No quantum solutions to linear constraint systems from monomial measurement-based quantum computation in odd prime dimension

TL;DR

This paper investigates the relationship between contextuality in measurement-based quantum computation and quantum solutions to linear constraint systems, showing that certain MBQC setups do not admit quantum solutions in odd prime dimensions, thus clarifying the limits of quantum advantage.

Contribution

It establishes a connection between state-dependent contextuality in MBQC and the non-existence of quantum solutions to associated linear constraint systems in odd prime dimensions.

Findings

Quantum solutions do not exist for a large class of MBQC in odd prime dimensions.

The work sharpens the distinction between state-dependent and state-independent contextuality.
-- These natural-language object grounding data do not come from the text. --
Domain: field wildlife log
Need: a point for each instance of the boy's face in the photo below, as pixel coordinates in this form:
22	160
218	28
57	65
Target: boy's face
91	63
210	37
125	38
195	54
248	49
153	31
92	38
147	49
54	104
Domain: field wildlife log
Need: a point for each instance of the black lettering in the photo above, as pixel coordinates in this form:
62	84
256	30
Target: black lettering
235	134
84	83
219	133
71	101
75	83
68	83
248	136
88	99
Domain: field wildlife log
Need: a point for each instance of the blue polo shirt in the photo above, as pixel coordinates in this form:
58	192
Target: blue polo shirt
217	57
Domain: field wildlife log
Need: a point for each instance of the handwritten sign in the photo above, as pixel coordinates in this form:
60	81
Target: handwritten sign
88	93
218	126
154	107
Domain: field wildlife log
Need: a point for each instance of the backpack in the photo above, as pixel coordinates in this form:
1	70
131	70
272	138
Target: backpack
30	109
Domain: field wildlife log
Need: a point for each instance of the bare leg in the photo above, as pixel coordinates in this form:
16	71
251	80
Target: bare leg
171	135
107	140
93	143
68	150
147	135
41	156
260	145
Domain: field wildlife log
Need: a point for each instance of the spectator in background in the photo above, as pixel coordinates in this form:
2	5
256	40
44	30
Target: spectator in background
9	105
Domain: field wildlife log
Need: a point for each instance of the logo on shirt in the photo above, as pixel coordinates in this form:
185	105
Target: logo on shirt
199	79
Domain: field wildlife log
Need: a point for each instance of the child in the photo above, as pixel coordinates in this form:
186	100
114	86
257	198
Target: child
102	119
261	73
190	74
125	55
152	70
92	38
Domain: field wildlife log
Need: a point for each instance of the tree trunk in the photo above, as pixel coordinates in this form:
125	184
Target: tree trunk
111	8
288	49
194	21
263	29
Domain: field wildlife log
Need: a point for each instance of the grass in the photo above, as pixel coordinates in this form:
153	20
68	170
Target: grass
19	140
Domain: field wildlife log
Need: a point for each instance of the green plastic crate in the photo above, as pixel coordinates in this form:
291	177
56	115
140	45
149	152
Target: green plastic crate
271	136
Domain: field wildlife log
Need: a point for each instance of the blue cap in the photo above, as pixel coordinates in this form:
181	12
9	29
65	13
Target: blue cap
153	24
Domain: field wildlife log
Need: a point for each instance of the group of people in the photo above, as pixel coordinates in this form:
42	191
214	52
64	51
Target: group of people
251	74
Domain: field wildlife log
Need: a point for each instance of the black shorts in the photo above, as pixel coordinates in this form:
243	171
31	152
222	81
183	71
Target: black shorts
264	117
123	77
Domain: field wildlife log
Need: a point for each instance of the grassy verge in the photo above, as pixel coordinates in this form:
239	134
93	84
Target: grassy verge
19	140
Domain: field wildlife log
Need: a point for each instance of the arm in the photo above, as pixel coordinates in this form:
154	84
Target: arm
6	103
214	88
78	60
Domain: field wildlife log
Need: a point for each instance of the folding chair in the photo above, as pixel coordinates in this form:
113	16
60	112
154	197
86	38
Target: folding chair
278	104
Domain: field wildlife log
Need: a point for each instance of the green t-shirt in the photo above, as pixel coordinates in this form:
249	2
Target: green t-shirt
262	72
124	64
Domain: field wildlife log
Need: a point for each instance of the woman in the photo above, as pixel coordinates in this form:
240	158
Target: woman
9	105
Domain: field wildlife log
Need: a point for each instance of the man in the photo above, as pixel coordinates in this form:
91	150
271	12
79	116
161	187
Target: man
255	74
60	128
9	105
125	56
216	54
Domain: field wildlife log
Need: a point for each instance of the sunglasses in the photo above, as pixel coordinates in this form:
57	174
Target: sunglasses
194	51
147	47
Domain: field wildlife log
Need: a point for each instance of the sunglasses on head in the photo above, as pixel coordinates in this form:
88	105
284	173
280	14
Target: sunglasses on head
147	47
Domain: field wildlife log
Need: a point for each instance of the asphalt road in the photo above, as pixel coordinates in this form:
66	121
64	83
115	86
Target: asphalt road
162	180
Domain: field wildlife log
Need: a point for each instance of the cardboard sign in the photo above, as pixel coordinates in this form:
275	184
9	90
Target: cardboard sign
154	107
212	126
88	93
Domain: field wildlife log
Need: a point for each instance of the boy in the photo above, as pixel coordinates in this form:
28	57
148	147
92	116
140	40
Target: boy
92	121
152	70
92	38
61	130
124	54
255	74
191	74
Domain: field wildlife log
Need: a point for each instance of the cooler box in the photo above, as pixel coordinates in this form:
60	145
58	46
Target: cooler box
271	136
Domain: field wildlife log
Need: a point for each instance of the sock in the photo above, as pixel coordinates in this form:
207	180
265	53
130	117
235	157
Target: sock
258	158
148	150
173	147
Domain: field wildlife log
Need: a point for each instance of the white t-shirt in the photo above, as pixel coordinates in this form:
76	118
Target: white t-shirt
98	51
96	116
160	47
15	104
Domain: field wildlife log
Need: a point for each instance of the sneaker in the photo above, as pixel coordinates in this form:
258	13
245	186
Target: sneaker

It generalizes previous results on the non-existence of quantum solutions to linear constraint systems.

Abstract

We combine the study of resources in measurement-based quantum computation (MBQC) with that of quantum solutions to linear constraint systems (LCS). Contextuality of the input state in MBQC has been identified as a key resource for quantum advantage, and in a stronger form, underlies algebraic relations between (measurement) operators which obey classically unsatisfiable (linear) constraints. Here, we compare these two perspectives on contextuality, and study to what extent they are related. More precisely, we associate a LCS to certain MBQC which exhibit strong forms of state-dependent contextuality, and ask if the measurement operators in such MBQC give rise to state-independent contextuality in the form of quantum solutions of its associated LCS. Our main result rules out such quantum solutions for a large class of MBQC. This both sharpens the distinction between state-dependent and state-independent forms of contextuality, and further generalises results on the non-existence of quantum solutions to LCS in finite odd (prime) dimension.